Atualmente, Armando está no segundo ano de seu curso superior de Bacharelado em Viola pela Universidade Estadual do Pará. Estudou por nove anos no Conservatório Carlos Gomes e entrar na Universidade para cursar o Bacharelado em Viola foi um processo peculiar. O fato curioso deste curso em si é que Armando é um dos únicos músicos clássicos paraenses, que se dedicam plenamente a este instrumento. Disponível para Orquestra é só ele, e, mais duas pessoas em todo o Estado. Escolheu o instrumento aos treze anos depois de ter sido apresentado a esta nova sonoridade, por uma professora do Rio do Grande do Sul. Até então, o violino era o seu instrumento de estudo. “quando ela me apresentou a sonoridade mais escura e grave da viola eu não resisti, troquei na hora” comenta. A escassez de Violistas em Belém se dá principalmente pela falta de popularidade do instrumento. Todos os profissionais formados aqui estão na Europa, EUA ou alguma outra parte do Brasil. “Mas esse é um quadro que vai ser revestido, a família está crescendo rs”.

Quase que irresistivelmente, tive que trazer a discussão (já que falávamos das forças populares e eruditas na música e arte), a questão do Tecnobrega e, todo o espaço que este movimento ganhou, não só aqui no Estado do Pará, como pelo Brasil a fora. Como eu já esperava (pelo o que conheci e pude filtrar), ele respondeu a altura dos seus atos. “É sem dúvida um dos maiores fenômenos da indústria cultural, a divulgação das músicas (muitas vezes com gravações caseiras) sendo feitas simplesmente distribuídas de mão em mão pelos compositores para camelôs e DJs em festas por aí, e funciona, faz sucesso”. Neste momento, um carro som passa na rua ao lado do local da entrevista atrapalhando a nossa conversa. Tocava tecnobrega. “Não me atrevo a criticar artisticamente o movimento, sair por aí fazendo listinhas de defeitos da harmonia, letra, etc. somente os críticos são arrogantes o suficiente pra achar que podem fazer isso” comentou. E finalizou “Acho que essas qualidades nem são objetivo de quem faz esse tipo de música, prefiro deixar o movimento para o estudo dos antropólogos, pois considero o Tecnobrega, um fenômeno de cunho muito mais social, como expressão de uma classe, do que de expressão artística (...). Ah, e não, eu não colocaria no meu som para tocar rs”. Sorrimos juntos. A questão principal deste movimento é a força que ele tem. A sua quase independência. Quase, pois em alguns pontos, precisam das mídias (CDs, DVDs, etc), dos programas, do computador. Mas não há como negar que a eficácia de distribuição, divulgação e vendas são louváveis. É uma atitude mercantil independente de grandes gravadoras ou especialistas da área comercial da arte.

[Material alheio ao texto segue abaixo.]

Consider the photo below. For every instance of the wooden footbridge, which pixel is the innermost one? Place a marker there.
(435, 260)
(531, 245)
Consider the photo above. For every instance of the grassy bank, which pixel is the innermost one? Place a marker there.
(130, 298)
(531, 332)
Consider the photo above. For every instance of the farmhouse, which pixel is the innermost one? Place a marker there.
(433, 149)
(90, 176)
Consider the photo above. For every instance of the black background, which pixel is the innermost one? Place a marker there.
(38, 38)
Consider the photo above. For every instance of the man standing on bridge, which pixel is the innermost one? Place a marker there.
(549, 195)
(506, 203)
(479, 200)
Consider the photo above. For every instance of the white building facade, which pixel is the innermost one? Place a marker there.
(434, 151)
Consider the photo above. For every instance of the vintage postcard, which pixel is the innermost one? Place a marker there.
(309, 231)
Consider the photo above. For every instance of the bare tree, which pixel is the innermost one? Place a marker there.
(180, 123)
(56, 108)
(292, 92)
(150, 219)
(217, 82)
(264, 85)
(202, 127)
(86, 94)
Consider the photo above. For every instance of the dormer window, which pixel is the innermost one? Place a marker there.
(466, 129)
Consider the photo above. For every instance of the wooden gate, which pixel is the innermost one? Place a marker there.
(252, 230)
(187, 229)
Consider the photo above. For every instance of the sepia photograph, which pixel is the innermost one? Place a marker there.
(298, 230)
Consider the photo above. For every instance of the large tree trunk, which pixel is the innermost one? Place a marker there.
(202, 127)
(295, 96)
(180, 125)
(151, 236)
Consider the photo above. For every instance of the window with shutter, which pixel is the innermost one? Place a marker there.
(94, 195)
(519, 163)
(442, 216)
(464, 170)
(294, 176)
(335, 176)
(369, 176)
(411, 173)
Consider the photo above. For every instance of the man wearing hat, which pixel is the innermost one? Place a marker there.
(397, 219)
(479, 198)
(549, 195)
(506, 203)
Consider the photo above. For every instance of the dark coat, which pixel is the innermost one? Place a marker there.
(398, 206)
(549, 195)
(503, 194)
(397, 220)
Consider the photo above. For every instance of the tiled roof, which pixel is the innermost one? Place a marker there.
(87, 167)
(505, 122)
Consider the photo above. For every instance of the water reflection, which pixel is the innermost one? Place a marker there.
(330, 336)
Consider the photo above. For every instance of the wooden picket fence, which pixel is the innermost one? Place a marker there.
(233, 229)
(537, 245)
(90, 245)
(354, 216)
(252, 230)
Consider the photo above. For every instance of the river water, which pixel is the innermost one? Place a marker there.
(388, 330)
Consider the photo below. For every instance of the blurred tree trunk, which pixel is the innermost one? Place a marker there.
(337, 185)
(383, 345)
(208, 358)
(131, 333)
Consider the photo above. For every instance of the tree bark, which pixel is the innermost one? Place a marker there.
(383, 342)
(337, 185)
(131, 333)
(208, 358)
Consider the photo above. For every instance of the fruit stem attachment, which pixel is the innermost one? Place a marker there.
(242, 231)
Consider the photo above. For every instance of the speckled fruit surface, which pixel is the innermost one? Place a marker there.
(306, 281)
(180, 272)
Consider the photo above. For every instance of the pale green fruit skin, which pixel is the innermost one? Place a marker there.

Ao final da entrevista, antes de irmos tomar o suco em uma padaria qualquer da Presidente Vargas, perguntei sobre a vida do músico em Belém. Músico da noite, músico de orquestra, músico de casamento, músico de churrascaria, músico de ano novo. O músico ainda é visto como um produto secundário no mercado de trabalho. Paga-se mal, fatidicamente. Em primeiro momento, Armando soa negativo (com razão) “É penoso, sofrido, faltam oportunidades, espaço, valorização, falta estrutura”. De fato, porém “tenho um olhar otimista com relação ao Pará, tem muita gente bem intencionada saindo para estudar e pretendendo voltar para trazer as experiências, acredito que seja por aí que a coisa deva andar, por nós mesmos, jovens, tocando o futuro dessa terra, é pouco confortável pensar em fazer as coisas sozinhos e sem o apoio devido de ´quem vem de cima´, mas nada de braços cruzados”. Armando, aos dezenove anos, mostra-se original. Nesta pequena fala, sem querer talvez (ou não), fez uma crítica a diversas pessoas com mentalidade andarilha. Andarilho, não para explorar o mundo e sim para dar o fora desta terra sem lei. Reclamar e ir embora. O futuro está nestas pessoas que vão e voltam para adicionar ao Estado. A mudança começa pela base e talvez este seja um caminho a se seguir. Existem outros. Louvável este citado pelo Violista. “Tenho uma relação muito calorosa e íntima desde muito novo respiro a música popular no meu cotidiano, principalmente no ambiente familiar. Hoje em dia essa música já se tornou também, além de paixão, meu estudo e meu trabalho (ainda bem)”. Talvez “amém” seria melhor.